# Hi from NE Scotland



## Nigalius (Apr 7, 2018)

Hi to everyone, I just joined an hour or so ago and did not know this forum existed. For a coffee freak like me that is surprising.

I was born in London and moved here to Scotland in Nov 2010. A lot has happened since being here including nearly dying of Sepsis in March 2015. I was told on discharge that at one time I had a 5% chance of making it.

I moved myself up here in my Skoda Superb and made many trips. On the last trip I bought the coffee machine up here and it was the first thing out of the car so that I could plug it in and 'Flick the Switch'. The machine I brought up here was a Gaggia, sorry, cant remember the model but a bean to cup. That eventually broke and I now own a 'DeLonghi Magnifica S' I absolutely loooove my Espresso's and that is mostly what I drink though I do have a Latte sometimes. The problem is that I love strong coffee and Latte's and Cuppaccino's simply don't have the strength that I like. I dont even know if my machine makes those drinks good and they might be perfect but not strong enough for me. I often drink 8 or 10 Espresso's in one day. I also don't really like coffee from a Cafeteire, again, they are not strong enough for me and the flavour is just not the same. The same goes for those other makers, what are they called, the pots where you put the water in and it kind of filters or seeps through and it is a two piece thing with top screwing onto the bottom.

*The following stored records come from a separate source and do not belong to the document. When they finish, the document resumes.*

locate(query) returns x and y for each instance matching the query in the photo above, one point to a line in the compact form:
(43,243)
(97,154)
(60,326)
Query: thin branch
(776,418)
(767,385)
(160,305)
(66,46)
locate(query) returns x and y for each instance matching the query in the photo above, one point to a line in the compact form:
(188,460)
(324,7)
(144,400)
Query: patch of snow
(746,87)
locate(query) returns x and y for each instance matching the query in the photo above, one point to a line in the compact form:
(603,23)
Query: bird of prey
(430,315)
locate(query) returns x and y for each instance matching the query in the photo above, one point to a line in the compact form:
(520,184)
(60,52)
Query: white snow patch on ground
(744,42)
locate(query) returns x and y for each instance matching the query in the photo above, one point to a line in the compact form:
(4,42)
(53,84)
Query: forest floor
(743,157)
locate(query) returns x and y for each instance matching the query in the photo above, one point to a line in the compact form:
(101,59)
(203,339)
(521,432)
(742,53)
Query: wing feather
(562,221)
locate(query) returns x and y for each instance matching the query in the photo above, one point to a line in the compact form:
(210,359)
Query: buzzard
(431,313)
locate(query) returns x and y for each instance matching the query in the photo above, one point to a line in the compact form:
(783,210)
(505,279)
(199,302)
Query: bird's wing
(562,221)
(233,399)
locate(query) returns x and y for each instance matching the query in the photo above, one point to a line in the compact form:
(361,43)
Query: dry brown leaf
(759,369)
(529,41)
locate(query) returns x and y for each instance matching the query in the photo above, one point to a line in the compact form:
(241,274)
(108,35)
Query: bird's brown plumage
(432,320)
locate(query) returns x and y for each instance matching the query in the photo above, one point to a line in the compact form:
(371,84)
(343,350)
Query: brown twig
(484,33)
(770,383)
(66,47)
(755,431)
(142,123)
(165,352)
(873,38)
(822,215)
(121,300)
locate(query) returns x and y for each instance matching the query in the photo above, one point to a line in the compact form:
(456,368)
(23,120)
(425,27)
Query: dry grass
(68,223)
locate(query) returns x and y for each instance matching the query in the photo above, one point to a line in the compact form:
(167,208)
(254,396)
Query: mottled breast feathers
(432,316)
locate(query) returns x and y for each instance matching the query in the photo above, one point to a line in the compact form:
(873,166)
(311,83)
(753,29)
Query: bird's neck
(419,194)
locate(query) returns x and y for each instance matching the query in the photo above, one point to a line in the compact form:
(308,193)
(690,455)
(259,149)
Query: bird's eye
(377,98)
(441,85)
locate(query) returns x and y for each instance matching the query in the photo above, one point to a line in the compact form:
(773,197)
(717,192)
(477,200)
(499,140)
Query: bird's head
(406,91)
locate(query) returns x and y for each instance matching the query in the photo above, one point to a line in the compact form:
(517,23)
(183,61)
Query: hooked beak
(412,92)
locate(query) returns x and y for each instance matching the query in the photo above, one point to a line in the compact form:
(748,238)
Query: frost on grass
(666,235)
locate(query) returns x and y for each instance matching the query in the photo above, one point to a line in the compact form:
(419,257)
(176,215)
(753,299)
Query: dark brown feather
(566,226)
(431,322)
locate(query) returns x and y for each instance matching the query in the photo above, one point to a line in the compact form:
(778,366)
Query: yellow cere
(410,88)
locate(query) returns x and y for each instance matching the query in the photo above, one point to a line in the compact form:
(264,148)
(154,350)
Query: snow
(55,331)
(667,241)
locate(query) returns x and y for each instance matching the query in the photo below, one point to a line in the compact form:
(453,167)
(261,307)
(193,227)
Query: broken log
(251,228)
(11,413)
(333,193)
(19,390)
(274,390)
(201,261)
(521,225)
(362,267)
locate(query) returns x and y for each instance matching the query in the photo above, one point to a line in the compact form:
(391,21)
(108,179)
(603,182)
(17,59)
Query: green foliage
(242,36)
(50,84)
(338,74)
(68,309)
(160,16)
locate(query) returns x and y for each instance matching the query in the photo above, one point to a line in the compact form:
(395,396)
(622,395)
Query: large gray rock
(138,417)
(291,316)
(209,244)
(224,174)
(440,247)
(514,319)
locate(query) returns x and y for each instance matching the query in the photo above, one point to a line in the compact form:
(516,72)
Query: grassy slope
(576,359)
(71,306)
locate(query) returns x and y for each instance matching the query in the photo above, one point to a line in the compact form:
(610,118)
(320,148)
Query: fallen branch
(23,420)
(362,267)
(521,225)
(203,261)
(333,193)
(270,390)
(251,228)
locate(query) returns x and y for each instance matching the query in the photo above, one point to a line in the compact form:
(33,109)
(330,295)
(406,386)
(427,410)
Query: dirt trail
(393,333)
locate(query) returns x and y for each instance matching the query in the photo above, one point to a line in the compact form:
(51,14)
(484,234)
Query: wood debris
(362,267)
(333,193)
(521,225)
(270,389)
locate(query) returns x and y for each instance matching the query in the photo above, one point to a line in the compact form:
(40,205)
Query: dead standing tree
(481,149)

I have about 5.1/2k of beans here and at least 5 different brands and I am always looking forward to emptying my machine so that I can go on to the next bean.

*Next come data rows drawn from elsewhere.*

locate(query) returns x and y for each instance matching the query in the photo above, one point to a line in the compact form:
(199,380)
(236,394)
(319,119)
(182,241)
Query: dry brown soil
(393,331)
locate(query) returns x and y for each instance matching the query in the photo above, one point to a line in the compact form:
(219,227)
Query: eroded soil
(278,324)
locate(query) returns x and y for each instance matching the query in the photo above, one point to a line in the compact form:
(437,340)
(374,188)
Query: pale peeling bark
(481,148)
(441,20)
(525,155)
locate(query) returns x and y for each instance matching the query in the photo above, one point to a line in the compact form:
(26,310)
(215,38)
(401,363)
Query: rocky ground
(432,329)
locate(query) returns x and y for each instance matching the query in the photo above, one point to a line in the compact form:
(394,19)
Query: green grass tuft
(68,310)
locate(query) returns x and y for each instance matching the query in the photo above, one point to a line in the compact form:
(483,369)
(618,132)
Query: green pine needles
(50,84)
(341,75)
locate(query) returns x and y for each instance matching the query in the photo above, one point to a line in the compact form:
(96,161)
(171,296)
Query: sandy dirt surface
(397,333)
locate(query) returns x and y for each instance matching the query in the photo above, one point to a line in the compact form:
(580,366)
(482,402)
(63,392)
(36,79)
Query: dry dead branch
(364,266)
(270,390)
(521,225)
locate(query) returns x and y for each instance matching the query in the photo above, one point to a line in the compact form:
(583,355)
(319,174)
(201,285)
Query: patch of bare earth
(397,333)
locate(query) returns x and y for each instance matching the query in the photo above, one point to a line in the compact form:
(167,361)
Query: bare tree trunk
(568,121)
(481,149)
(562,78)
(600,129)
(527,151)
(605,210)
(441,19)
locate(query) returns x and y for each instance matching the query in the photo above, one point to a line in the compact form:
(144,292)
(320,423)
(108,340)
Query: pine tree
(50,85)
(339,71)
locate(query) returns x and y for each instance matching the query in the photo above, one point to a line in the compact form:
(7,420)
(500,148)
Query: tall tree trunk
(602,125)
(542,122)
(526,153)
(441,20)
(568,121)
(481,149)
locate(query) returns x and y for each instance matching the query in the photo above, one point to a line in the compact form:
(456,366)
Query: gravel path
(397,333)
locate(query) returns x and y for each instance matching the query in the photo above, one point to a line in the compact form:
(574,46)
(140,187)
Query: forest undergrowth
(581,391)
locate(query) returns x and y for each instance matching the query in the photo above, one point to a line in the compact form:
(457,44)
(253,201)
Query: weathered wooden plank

Ah well, I am waffling on here a bit so will post this and carry on watching the AFL from Aus. I will read the forum in more depth later this arvo.

Cheers Nigel


----------



## GCGlasgow (Jul 27, 2014)

Welcome from Glasgow, where do you get your beans? Plenty of information on here about different roasters.


----------



## MildredM (Feb 13, 2017)

Welcome









What kind of taste are you looking for? When you say strong, do you mean flavourful, and do you prefer dark roasts?


----------



## eddie57 (Mar 21, 2017)

Welcome Nigel


----------